ConSol* Consulting & Solutions Sofware GmbH Deutschland
ConSol* Consulting & Solutions Software GmbH DeutschlandConSol* Consulting & Solutions Software GmbH Deutschland
 
    Home  Open Source  Nagios  check_logfiles  

Description

check_logfiles is a Plugin for Nagios which scans log files for specific patterns.


Motivation

The conventional plugins which scan log files are not adequate in a mission critical environment. Especially the missing ability to handle logfile rotation and inclusion of the rotated archives in the scan allow gaps in the monitoring. Check_logfiles was written because these deficiencies would have prevented Nagios from replacing a propritetary monitoring system.

Features

  • Detection of rotations - usually nightly logfiles are rotated and compressed. Each operating system or company has it's own naming scheme. If this rotation is done between two runs of check_logfiles also the rotated archive has to be scanned to avoid gaps. The most common rotation schemes are predefined but you can describe any strategy (shortly: where and under which name is a logfile archived).
  • More than one pattern can be defined which again can be classified as warning patterns and critical patterns.
  • Triggered actions - Usually nagios plugins return just an exit code and a line of text, describing the result of the check. Sometimes, however, you want to run some code during the scan every time you got a hit. Check_logfiles lets you call scripts either after every hit or at the beginning or the end of it's runtime.
  • Exceptions - If a pattern matches, the matched line could be a very special case which should not be counted as an error. You can define exception patterns which are more specific versions of your critical/warning patterns. Such a match would then cancel an alert.
  • Thresholds - You can define the number of matching lines which are necessary to activate an alert.
  • Protocol - The matching lines can be written to a protocol file the name of which will be included in the plugin's output.
  • Macros - Pattern definitions and logfile names may contain macros, which are resolved at runtime.
  • Performance data - The number of lines scanned and the number of warnings/criticals is output.
  • Windows - The plugin works with Unix as well as with Windows (e.g. with ActiveState Perl).

Introduction

Usually you call the plugin with the -f option which gets the name of a configuration file:


nagios:~> check_logfiles -f <configfile>
OK - no errors or warnings

In it's most simple form check_logfiles can get all the essential parameters as command line options. However, not all features can be utilized in this case.


nagios:~> check_logfiles --tag=ssh --logfile=/var/adm/messages → ...
    → --rotation=SOLARIS → ...
    → --criticalpattern="Failed password for root" 
OK - no errors or warnings |ssh=1722;0;0;0
nagios:~> check_logfiles --tag=ssh --logfile=/var/adm/messages → ...
    → --rotation=SOLARIS → ...
    → --criticalpattern="Failed password for root" 
CRITICAL - (1 errors in check_logfiles.protocol-2007-04-25-20-59-20) →
    → - Apr 25 20:59:15 siapp8 sshd[10849]: → ...
    → [ID 800047 auth.info] Failed password for root → ...
    → from 172.16.224.11 port 24206 ssh2 |ssh=2831;0;1;0

In principle check_logfiles scans a log file until the end-of-file is reached.
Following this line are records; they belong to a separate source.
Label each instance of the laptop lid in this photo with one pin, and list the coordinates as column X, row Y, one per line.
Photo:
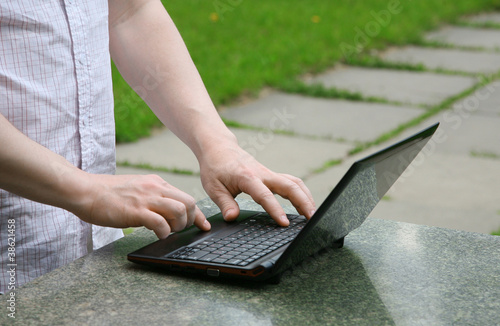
column 354, row 197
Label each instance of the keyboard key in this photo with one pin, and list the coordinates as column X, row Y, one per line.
column 219, row 260
column 234, row 261
column 208, row 257
column 197, row 255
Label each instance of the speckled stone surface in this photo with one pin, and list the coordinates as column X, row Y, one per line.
column 387, row 273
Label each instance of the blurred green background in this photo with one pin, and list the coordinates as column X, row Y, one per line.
column 240, row 46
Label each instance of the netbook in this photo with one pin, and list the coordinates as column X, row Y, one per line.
column 255, row 248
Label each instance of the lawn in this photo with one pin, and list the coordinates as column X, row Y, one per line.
column 240, row 46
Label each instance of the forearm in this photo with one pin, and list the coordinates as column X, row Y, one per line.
column 152, row 57
column 32, row 171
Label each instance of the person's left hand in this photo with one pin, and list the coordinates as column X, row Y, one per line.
column 228, row 170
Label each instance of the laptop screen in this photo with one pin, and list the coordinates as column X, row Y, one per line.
column 352, row 200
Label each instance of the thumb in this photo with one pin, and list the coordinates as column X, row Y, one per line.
column 228, row 206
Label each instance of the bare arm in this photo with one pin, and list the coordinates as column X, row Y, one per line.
column 32, row 171
column 143, row 39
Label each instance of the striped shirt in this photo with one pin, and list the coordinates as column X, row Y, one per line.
column 56, row 88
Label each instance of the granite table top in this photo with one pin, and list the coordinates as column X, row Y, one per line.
column 387, row 273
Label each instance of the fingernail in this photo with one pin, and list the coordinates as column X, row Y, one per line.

The offset will then be saved in a so-called seekfile. The next time check_logfiles runs, this offset will be used as the starting position inside the log file. In the event that a rotation has occurred in the meantime, the rest of the rotated archive will be scanned also.


Documentation

For the most simple applications it is sufficient to call check_logfile with command line parameters. More complex scan jobs can be described with a config file.

Command line options
  • --tag=<identifier> A short unique descriptor for this search. It will appear in the output of the plugin and is used to separare the different services.
  • --logfile=<filenname> This is the name of the log file you want to scan.
  • --rotation=<method> This is the method how log files are rotated.
  • --criticalpattern=<regexp> A regular expression which will trigger a critical error.
  • --warningpattern=<regexp> The same...a match results in a warning.
  • --criticalexception=<regexp> / --warningexception=<regexp> Exceptions which are not counted as errors.
  • --okpattern=<regexp> A pattern which resets the error counters.
  • --noprotocol Normally all the matched lines are written into a protocol file with this file's name appearing in the plugin's output. This option switches this off.
  • --syslogserver With this option you limit the pattern matching to lines originating from the host check_logfiles is running on.
  • --syslogserver With this option you limit the pattern matching to lines originating from the host named in this option.
  • --sticky[=<lifetime>] Errors are propagated through successive runs.
  • -f <configfile> The name of a configuration file. The syntax of this file is described in the next section.
  • -F <configdir> The name of a configuration directory. Configfiles ending in .cfg or .conf are (recursively) imported.
  • --searches=<tag1,tag2,...> A list of tags of those searches which are to be run. Using this parameter, not all searches listed in the config file are run, but only those selected. (--selectedsearches is also possible)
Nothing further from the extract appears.